Но все-таки, вся загородная осень была некомфортной, раздражающей кожу и пищеварение, и нервную систему. Хотя, объективно, все понимали, что все кругом очень красиво, и в городе, уставившись в белую стену, им ретушью нарисуется этот легкий бежевый пейзаж, но это будет потом.
Однообразие полей рассчитано было на гурманов, которые могут отличить серую, прилипшую к земле сурепку от абсолютно такой же серой, прилипшей к земле “не сурепки”. Раздражал осенний минимализм, который сокращал все до неба и земли, и ничего нового не добавлялось к этим двум, сколько не жги бензин…
Зато лесные массивы – радовали своей обустроенностью. Здесь знаков, предупреждающих о наличии лосей, было на порядок больше, чем самих лосей. То же относилось и к предупреждениям о косулях, кабанах и прочих. Сентиментальный знак – белочка в красном теремке, недвусмысленно отсылал к сказкам Пушкина…
“Вы свободны, – продолжал Дубровский, обращаясь к бледной княгине. – Нет, – отвечала она. – Поздно – я обвенчана, я жена князя Верейского. – Что вы говорите, – закричал с отчаяния Дубровский, – нет, вы не жена его, вы были приневолены, вы никогда не могли согласиться… – Я согласилась, я дала клятву, – возразила она с твердостию, – князь мой муж, прикажите освободить его, и оставьте меня с ним. Я не обманывала. Я ждала вас до последней минуты… Но теперь, говорю вам, теперь поздно”.

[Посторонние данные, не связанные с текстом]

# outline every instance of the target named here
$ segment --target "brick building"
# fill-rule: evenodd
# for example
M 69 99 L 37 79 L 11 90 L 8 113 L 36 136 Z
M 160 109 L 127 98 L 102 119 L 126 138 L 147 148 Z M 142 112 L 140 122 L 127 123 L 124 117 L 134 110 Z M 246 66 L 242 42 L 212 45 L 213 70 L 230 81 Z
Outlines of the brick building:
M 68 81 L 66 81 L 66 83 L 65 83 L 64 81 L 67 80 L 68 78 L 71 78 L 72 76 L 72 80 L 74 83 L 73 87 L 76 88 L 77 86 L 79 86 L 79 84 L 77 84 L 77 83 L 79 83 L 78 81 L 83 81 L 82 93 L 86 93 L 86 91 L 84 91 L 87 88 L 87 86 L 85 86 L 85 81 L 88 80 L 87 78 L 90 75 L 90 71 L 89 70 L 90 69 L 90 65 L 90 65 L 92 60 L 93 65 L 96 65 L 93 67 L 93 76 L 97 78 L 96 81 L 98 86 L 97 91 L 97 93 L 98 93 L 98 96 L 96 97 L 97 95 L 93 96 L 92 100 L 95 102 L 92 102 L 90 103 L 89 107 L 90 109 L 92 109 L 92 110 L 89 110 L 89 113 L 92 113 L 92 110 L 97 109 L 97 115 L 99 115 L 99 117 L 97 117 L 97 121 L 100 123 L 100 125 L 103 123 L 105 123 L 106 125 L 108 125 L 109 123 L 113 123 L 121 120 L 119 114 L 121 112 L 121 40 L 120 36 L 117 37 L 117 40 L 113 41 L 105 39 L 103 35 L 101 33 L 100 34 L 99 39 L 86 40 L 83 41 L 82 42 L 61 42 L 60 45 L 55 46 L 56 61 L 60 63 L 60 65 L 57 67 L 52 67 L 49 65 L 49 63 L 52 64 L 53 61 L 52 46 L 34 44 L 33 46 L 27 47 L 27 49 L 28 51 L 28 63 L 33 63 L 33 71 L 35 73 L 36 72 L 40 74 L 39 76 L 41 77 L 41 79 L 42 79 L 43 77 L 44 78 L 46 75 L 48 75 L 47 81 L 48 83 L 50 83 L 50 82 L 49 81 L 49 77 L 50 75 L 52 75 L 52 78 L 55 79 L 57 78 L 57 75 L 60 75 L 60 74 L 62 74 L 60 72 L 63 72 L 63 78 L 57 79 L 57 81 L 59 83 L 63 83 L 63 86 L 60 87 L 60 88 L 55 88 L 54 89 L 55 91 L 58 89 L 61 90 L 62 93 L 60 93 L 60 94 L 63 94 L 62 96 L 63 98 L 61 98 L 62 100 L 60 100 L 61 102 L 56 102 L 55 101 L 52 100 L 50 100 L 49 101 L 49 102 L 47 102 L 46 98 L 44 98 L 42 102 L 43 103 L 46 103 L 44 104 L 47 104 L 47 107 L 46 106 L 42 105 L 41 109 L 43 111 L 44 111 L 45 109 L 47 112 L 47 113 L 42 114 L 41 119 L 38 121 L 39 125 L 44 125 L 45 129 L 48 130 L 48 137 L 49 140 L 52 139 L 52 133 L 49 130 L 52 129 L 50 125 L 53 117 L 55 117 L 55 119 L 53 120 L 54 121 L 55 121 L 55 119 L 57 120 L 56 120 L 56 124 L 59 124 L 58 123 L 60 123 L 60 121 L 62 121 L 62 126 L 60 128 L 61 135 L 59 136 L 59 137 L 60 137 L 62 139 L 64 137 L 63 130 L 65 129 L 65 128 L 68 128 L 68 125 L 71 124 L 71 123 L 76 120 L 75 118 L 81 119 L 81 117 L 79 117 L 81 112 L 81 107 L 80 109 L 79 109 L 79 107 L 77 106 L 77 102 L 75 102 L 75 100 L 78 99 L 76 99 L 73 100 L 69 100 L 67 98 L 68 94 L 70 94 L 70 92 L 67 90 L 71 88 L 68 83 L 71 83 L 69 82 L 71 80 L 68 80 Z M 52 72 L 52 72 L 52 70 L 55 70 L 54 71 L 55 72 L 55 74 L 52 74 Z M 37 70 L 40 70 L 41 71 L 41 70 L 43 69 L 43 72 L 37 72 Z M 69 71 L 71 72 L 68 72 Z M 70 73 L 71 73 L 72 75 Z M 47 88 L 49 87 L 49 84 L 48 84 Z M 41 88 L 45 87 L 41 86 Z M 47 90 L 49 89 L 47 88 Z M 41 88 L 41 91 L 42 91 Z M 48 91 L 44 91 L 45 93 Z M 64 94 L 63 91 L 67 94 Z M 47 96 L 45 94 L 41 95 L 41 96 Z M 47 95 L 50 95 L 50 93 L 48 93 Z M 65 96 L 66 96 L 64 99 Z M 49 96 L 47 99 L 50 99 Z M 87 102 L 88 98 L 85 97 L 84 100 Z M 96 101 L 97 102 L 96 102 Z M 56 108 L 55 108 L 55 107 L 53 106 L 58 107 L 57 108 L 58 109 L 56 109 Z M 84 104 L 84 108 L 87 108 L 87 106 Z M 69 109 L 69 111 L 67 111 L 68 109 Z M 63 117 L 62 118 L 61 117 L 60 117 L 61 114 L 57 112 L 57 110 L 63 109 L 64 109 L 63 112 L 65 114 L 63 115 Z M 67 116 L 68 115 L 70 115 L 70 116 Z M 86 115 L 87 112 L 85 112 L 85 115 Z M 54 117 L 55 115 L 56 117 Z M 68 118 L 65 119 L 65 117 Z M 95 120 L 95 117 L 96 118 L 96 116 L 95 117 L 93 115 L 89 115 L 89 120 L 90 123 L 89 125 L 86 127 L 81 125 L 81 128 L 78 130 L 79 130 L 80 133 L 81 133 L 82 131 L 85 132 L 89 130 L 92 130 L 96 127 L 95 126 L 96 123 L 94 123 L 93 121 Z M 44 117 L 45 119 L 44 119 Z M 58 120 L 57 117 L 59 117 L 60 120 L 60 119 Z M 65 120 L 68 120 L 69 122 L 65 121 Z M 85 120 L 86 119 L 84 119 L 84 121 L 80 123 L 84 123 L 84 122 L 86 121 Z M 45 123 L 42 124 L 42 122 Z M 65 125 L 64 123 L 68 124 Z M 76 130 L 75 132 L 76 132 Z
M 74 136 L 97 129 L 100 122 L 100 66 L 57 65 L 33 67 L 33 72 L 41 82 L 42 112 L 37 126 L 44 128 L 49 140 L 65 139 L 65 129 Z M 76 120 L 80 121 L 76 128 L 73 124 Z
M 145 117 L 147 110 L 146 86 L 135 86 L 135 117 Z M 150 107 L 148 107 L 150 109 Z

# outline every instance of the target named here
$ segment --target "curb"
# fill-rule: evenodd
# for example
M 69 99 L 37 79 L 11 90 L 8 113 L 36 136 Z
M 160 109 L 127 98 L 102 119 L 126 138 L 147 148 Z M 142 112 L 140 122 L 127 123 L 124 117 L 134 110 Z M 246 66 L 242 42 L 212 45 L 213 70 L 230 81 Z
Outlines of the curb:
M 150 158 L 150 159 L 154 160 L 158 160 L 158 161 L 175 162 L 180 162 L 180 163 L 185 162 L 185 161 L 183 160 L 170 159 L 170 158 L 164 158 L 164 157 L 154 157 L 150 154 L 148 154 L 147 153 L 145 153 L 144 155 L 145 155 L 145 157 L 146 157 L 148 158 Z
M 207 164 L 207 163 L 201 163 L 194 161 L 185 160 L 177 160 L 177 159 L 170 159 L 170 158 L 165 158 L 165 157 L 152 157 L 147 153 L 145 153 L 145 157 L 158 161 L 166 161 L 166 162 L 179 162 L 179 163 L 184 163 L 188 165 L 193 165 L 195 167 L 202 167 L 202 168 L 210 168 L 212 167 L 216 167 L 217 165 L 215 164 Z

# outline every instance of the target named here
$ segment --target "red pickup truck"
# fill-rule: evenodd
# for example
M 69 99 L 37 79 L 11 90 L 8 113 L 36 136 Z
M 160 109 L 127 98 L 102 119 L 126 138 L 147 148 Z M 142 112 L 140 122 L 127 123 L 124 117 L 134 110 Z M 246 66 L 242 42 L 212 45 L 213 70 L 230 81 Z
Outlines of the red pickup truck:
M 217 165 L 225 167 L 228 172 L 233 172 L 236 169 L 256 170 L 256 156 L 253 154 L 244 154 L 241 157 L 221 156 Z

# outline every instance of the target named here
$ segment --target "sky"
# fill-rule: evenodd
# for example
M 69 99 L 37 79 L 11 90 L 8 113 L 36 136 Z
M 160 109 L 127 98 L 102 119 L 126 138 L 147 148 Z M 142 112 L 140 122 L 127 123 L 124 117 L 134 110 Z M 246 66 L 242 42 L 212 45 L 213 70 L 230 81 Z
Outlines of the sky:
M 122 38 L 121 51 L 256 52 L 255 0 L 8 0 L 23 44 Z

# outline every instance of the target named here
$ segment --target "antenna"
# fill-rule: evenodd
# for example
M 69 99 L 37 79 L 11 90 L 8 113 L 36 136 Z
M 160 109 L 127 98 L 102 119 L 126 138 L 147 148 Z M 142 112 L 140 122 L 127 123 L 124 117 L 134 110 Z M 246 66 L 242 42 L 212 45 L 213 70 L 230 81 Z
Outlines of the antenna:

Как-то давно еще в школьной библиотеке я взял эту книгу, и приведенный выше отрывок был зачеркнут карандашом по диагонали; слово “поздно” было жирно и криво перечеркнуто, а над репликой “я жена князя Верейского…” было детской рукой прочерчено “ДУРА”.
Я понимаю тебя милая школьница, следует многое перечеркнуть, и сильно прочертить совсем иное; но как перечеркнуть мою осень 2007 года, которая, похоже, такая же “дура” и как та княгиня долдонит одно слово “поздно”?